Why in the world would you drive that far for a pick up?


----------



## Andrew Zuckerman (Dec 26, 2014)

5 min for me as well.
5.5 years driving


----------



## TomTheAnt (Jan 1, 2019)

35 minutes? 32 minutes? WTF??? Never, ever, under ANY circumstance take a ping that's 30+ minutes away. Seriously.


----------



## Taksomotor (Mar 19, 2019)

Single digit for me, but could be more if it is a Lux or XL ride.


----------



## Woohaa (Jan 15, 2017)

Just. Stop.


----------



## BigRedDriver (Nov 28, 2018)

What were you smoking????

Lyft?


----------



## BeansnRice (Aug 13, 2016)

Troi2214 said:


> Recently i had an order with Lyft. 35 min away. I drive across town. Arrive, wait, they cancel. No fee for me the driver. Why? The app said 32 min for my arrival, i got there 40 seconds late. No cancellation fee. Lyft tells me, drive faster. Lyft use to be really great to work with. Not anymore.

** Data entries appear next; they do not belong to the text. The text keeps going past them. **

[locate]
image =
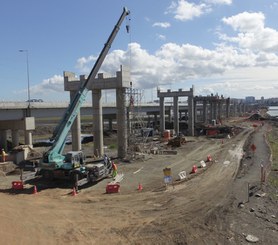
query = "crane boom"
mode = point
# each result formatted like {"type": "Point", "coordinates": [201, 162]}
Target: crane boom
{"type": "Point", "coordinates": [53, 158]}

I stopped reading at "35 min away".
Bro ....
Straight to the Ant cellar you go .... 
never again...k?


----------



## Steve_TX (Feb 2, 2016)

Yesterday, I got an 9 min. Shared ping. After I composed myself from all my laughter, I shuffled that ****. Less than a min. later, I get a regular Lyft ride 3 mins. away.


----------



## Mista T (Aug 16, 2017)

5 mins is my limit as well. But since Lyft lies about pickup time, it's 5 minutes on Uber and 4 minutes on Lyft (which is really 5-6).


----------



## AlteredBeast (Sep 29, 2018)

I am in a region in which regular pins are between 8 and 12 minutes. Even then there is no way in heck I would ever do a ping at 20 minutes. Much less 32! You have to be new to do that and it's a mistake you'll never make again. The two times or three times that lift tried to stiff me on a cancellation fee oh, once I went in the app to complain about it they just ended up giving me the $5.


----------



## Ubericator (Aug 23, 2018)

Guys just stfu and let nature take its course...


----------



## LAWeasel (Nov 27, 2018)

Assume every ride will be minimum fare and the trip will be 2 miles.
Take the cost per mile to operate your vehicle, multiply it by 2 then subtract the result from minimum fare. Divide that result by the cost per mile. The result is the maximum distance you should drive to pick up a Pax and guarantee you won't loss money. Expand radius for +45 pings with no traffic.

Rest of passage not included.